Nov 4, 2003 at 12:36 AM Post #9 of 28
hum...intersting, i hear much difference between winamp and foobar, foobar has clearer sound and winamp's just sounds dull with or without equalizer
 
Nov 4, 2003 at 1:06 AM Post #10 of 28
Hi I just switched from winamp to foobar. There seems to be quite a lot of options, but I dont know that much about the computer settings. I just know that my sound card outputs 16 bits. So should I stick to 16 bit fixpoint output?

Is there a quick and dirty way of customizing the foobar to reach best sound quality?

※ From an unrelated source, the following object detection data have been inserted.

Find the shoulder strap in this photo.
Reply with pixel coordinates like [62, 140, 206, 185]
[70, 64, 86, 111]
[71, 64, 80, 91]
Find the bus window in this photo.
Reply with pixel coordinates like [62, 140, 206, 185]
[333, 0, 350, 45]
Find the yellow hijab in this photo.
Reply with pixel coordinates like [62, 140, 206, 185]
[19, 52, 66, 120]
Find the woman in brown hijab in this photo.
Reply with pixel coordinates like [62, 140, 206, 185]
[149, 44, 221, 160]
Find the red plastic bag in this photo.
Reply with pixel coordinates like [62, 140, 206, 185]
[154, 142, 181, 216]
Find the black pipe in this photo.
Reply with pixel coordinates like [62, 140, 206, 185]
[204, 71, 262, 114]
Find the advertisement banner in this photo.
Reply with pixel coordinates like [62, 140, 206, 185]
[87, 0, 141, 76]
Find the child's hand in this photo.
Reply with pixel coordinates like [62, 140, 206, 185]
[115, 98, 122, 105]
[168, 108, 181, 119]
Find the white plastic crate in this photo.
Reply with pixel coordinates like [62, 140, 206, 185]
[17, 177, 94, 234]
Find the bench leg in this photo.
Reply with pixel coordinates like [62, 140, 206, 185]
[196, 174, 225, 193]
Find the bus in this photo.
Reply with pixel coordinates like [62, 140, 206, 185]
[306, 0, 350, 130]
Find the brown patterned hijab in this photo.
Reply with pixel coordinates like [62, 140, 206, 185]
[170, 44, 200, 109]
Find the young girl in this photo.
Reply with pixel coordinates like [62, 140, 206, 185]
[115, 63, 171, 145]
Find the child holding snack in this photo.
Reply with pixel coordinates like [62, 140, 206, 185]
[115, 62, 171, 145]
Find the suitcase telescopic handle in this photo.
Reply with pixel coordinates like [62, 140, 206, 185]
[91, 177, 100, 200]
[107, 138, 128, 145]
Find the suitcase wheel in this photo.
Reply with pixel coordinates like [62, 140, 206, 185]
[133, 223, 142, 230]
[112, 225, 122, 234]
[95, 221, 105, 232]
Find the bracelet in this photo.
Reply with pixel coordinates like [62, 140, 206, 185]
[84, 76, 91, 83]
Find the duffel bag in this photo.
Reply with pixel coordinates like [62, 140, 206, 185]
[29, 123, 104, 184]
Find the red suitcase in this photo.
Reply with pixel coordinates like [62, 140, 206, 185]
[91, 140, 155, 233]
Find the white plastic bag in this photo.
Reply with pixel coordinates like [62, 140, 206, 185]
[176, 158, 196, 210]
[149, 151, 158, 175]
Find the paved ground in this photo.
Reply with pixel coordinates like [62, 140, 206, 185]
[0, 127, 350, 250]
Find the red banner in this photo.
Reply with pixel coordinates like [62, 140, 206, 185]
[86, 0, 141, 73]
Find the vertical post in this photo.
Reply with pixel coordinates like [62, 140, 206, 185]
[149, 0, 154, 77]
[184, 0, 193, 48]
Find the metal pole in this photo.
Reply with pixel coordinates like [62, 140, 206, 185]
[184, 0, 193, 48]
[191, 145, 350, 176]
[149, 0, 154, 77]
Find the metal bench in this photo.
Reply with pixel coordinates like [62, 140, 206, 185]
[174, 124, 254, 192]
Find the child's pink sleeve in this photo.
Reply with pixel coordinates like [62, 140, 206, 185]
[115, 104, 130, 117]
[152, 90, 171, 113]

Also which DSP should I use? Right now I am using volume control, simply surround, cross feeder, cross fade.
 
Nov 4, 2003 at 1:27 AM Post #11 of 28
Quote:

Originally posted by fewtch
Errm... not sure you understand the nature of digital here. There's no such thing as "bad" bits -- a bit is either on (1) or off (0). Whatever is fed to a DAC will get noise-shaped/dithered, including any "corrupted" bits (which would consist of noise rather than music).


Dude, I've taken Dr. Atlas' digital signal processing class at the UW in Seattle -- I know digital. Corrupted bits make correct noise shaping impossible, period.
 
Nov 4, 2003 at 1:32 AM Post #12 of 28
Quote:

Originally posted by blueice
Hi I just switched from winamp to foobar. There seems to be quite a lot of options, but I dont know that much about the computer settings. I just know that my sound card outputs 16 bits. So should I stick to 16 bit fixpoint output?


Yes, definitely.

Quote:

Is there a quick and dirty way of customizing the foobar to reach best sound quality?


The first thing you can do is switch the output to kernel streaming. This may or may not do anything depending on your sound card or drivers, but it's the most conservative choice. (Personally, I've measured both my systems and know that they're each bit-perfect using both DirectSound and Kernel Streaming, so I use DS to save CPU time, but if I didn't know that, I would use Kernel Streaming.)

Quote:

Also which DSP should I use? Right now I am using volume control, simply surround, cross feeder, cross fade.


If you're interested in maximum sound quality and have an external amplifier with a volume pot, you should disable all the DSPs. If you don't have an external amp, just use the volume control. You can experiment with the others, of course, but minimalism is the path to bit-perfect output with Foobar.
 
Nov 4, 2003 at 1:36 AM Post #13 of 28
if you have 4.1 speakers, "convert stereo to 4 channels" is very very useful
 
Nov 4, 2003 at 1:36 AM Post #15 of 28
Quote:

Originally posted by MirandaX
Dude, I've taken Dr. Atlas' digital signal processing class at the UW in Seattle -- I know digital. Corrupted bits make correct noise shaping impossible, period.


The noise shaping (if it's predictive) will be correct for whatever signal is fed to the DAC... period. If it isn't predictive or is just simple dither noise (hiss) added, it's the same thing.

The DAC doesn't care if it's getting music, tones, random data or whatever -- it will convert it to analog in whatever form it's in, and do so properly. Ask Dr. Atlas if I'm right or wrong, if you like... maybe you have his Email address.
Quote:

Originally posted by MirandaX
The first thing you can do is switch the output to kernel streaming.


Not under Win9x you can't. For Win9x OS's, use WaveOut with the proper device driver setting (output port) for your soundcard.